In honor of one of the few, living legends of contemporary art and sculpture, comes the documentary film Kusama: Infinity, a rare peek behind the curtain at the life of Yayoi Kusama, one of the world’s most popular and most highly paid artists—one who has spent much of her career shrouded in mystery.
The film, directed by Heather Lenz, gives viewers a history of the Japanese artist through pieced interviews with curators, friends, and Kusama herself. Depicting a sheltered and restrictive upbringing in Japan, the documentary explores the reasoning as to why artist moved to NYC in the 1950s at age 27—including a letter of encouragement she once received from fellow artist Georgia O'Keeffe in the mail.
For an artist whose work is renowned both in her home country of Japan and far beyond its borders, the film is one of the most comprehensive looks into the artist’s past, perhaps shedding light on how her life experiences have influenced her art. Attempting to break into a foreign art scene which was and still remains primarily dominated by white men, the film aims to explore how Kusama remains undervalued as an artist. Citing names like Claes Oldenburg and Andy Warhol, Kusama reveals a number of instances in which her art may have been imitated. Along with the artist’s struggles surrounding finding footing in the NYC art scene in the 1950s and 1960s, the film explores her history of mental illness as well.

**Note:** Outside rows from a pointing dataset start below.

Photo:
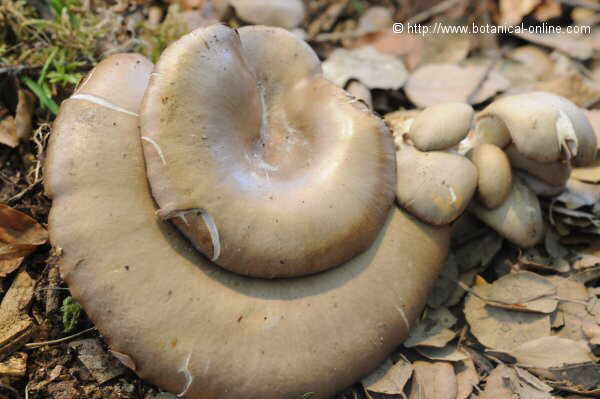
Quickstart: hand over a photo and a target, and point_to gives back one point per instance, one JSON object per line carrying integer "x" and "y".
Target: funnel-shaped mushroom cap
{"x": 268, "y": 168}
{"x": 494, "y": 174}
{"x": 434, "y": 186}
{"x": 554, "y": 173}
{"x": 194, "y": 328}
{"x": 545, "y": 127}
{"x": 283, "y": 13}
{"x": 441, "y": 126}
{"x": 518, "y": 219}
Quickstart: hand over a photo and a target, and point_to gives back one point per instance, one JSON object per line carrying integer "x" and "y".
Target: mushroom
{"x": 435, "y": 186}
{"x": 518, "y": 218}
{"x": 282, "y": 13}
{"x": 273, "y": 172}
{"x": 441, "y": 126}
{"x": 494, "y": 174}
{"x": 181, "y": 321}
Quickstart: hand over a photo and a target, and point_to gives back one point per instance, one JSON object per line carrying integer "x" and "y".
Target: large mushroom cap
{"x": 185, "y": 323}
{"x": 544, "y": 127}
{"x": 266, "y": 167}
{"x": 518, "y": 218}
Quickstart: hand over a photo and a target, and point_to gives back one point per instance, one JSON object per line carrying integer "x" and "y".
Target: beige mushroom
{"x": 518, "y": 218}
{"x": 185, "y": 323}
{"x": 282, "y": 13}
{"x": 494, "y": 174}
{"x": 435, "y": 186}
{"x": 544, "y": 127}
{"x": 441, "y": 126}
{"x": 297, "y": 176}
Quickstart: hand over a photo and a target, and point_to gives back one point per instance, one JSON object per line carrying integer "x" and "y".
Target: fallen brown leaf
{"x": 433, "y": 381}
{"x": 498, "y": 328}
{"x": 372, "y": 68}
{"x": 19, "y": 234}
{"x": 389, "y": 378}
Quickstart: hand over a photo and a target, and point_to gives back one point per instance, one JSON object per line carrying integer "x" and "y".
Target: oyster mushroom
{"x": 435, "y": 186}
{"x": 494, "y": 174}
{"x": 273, "y": 172}
{"x": 441, "y": 126}
{"x": 189, "y": 325}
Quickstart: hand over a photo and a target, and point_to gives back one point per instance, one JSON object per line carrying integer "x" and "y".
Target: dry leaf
{"x": 375, "y": 19}
{"x": 432, "y": 330}
{"x": 498, "y": 328}
{"x": 499, "y": 384}
{"x": 551, "y": 351}
{"x": 14, "y": 366}
{"x": 513, "y": 11}
{"x": 8, "y": 132}
{"x": 433, "y": 381}
{"x": 575, "y": 46}
{"x": 574, "y": 87}
{"x": 438, "y": 83}
{"x": 372, "y": 68}
{"x": 19, "y": 234}
{"x": 449, "y": 353}
{"x": 96, "y": 360}
{"x": 522, "y": 291}
{"x": 389, "y": 378}
{"x": 466, "y": 378}
{"x": 547, "y": 10}
{"x": 445, "y": 48}
{"x": 15, "y": 324}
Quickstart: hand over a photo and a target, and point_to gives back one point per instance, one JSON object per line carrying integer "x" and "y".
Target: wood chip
{"x": 101, "y": 365}
{"x": 389, "y": 378}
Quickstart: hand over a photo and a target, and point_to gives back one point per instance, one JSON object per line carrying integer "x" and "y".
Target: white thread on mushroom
{"x": 157, "y": 148}
{"x": 87, "y": 79}
{"x": 102, "y": 102}
{"x": 404, "y": 318}
{"x": 214, "y": 234}
{"x": 565, "y": 132}
{"x": 187, "y": 374}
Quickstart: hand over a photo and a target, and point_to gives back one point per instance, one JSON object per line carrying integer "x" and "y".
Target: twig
{"x": 58, "y": 341}
{"x": 437, "y": 9}
{"x": 581, "y": 3}
{"x": 16, "y": 69}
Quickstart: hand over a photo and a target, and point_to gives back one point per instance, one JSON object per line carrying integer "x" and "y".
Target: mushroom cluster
{"x": 275, "y": 174}
{"x": 227, "y": 217}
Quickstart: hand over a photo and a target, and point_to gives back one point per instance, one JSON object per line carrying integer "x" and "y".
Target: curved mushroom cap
{"x": 283, "y": 13}
{"x": 192, "y": 327}
{"x": 494, "y": 174}
{"x": 544, "y": 126}
{"x": 434, "y": 186}
{"x": 540, "y": 187}
{"x": 518, "y": 218}
{"x": 273, "y": 171}
{"x": 441, "y": 126}
{"x": 554, "y": 173}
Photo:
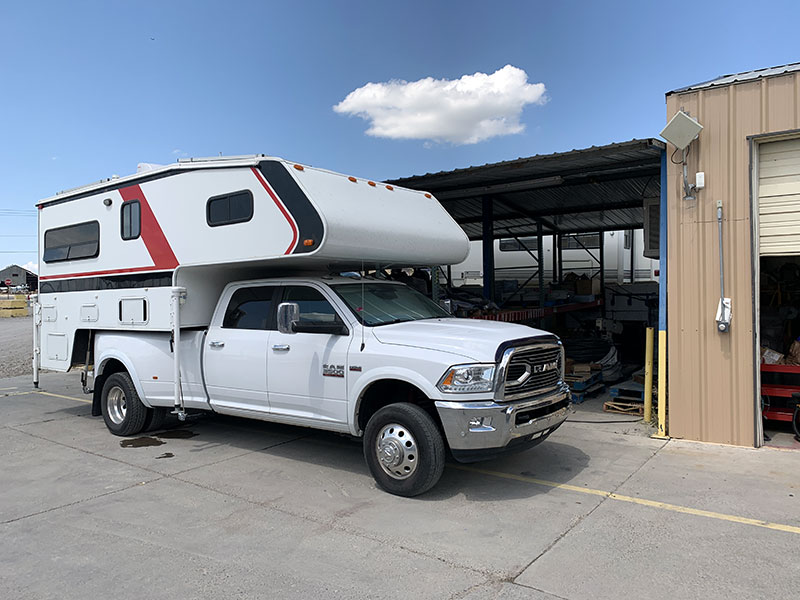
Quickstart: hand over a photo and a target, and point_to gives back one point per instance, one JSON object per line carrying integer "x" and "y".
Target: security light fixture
{"x": 681, "y": 130}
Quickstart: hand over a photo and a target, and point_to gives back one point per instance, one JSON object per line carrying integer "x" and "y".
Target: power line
{"x": 13, "y": 212}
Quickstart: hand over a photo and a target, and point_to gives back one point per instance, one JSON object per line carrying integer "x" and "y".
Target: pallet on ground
{"x": 578, "y": 397}
{"x": 580, "y": 382}
{"x": 623, "y": 408}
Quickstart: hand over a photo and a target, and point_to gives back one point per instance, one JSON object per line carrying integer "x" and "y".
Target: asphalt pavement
{"x": 231, "y": 508}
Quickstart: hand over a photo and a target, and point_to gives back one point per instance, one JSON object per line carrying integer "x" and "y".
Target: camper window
{"x": 72, "y": 242}
{"x": 236, "y": 207}
{"x": 130, "y": 220}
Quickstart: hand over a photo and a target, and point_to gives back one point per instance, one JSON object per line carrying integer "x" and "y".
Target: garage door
{"x": 779, "y": 197}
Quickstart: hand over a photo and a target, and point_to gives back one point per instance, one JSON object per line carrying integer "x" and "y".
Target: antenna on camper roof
{"x": 363, "y": 318}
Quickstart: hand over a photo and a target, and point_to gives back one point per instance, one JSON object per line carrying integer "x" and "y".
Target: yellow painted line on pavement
{"x": 641, "y": 501}
{"x": 65, "y": 397}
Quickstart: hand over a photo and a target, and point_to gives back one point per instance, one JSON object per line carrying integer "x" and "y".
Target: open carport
{"x": 597, "y": 189}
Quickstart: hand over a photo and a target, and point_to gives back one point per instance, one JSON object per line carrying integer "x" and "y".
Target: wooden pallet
{"x": 578, "y": 397}
{"x": 580, "y": 382}
{"x": 624, "y": 408}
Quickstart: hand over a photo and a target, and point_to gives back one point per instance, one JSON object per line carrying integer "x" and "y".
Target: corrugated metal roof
{"x": 740, "y": 77}
{"x": 591, "y": 189}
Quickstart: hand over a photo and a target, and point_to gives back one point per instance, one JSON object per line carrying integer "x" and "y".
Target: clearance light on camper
{"x": 468, "y": 378}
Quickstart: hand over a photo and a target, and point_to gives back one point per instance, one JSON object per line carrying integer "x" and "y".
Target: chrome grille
{"x": 533, "y": 370}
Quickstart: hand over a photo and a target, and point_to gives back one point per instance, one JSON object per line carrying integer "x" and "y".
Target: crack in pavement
{"x": 582, "y": 518}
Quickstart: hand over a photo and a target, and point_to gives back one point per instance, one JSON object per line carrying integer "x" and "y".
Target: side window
{"x": 250, "y": 308}
{"x": 227, "y": 209}
{"x": 72, "y": 242}
{"x": 314, "y": 307}
{"x": 130, "y": 220}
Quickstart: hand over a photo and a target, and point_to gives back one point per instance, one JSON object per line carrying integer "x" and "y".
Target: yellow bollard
{"x": 662, "y": 385}
{"x": 648, "y": 376}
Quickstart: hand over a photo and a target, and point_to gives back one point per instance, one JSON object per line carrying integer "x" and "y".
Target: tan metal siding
{"x": 711, "y": 375}
{"x": 779, "y": 197}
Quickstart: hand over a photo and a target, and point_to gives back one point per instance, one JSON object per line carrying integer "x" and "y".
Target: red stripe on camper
{"x": 152, "y": 234}
{"x": 101, "y": 273}
{"x": 281, "y": 207}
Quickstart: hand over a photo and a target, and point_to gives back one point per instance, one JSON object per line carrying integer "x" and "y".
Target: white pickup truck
{"x": 364, "y": 357}
{"x": 202, "y": 285}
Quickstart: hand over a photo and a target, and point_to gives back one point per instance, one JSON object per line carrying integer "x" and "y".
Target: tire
{"x": 123, "y": 412}
{"x": 156, "y": 417}
{"x": 404, "y": 449}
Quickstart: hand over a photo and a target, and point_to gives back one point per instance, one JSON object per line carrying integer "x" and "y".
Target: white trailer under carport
{"x": 145, "y": 274}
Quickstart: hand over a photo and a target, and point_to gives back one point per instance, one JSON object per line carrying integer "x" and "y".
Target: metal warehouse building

To coincide with the release of the film, David Zwirner Books has published Yayoi Kusama: Festival of Life, with text written by art historian Jenni Sorkin. It serves as a documentation of Kusama’s own exhibition at David Zwirner in NYC and features images from works such as large-scale flower sculptures and the Infinity Mirror Rooms. Whether you decide to check out the movie or pick up a copy of the book, Kusama is an artist whose life and accomplishments are worth experiencing.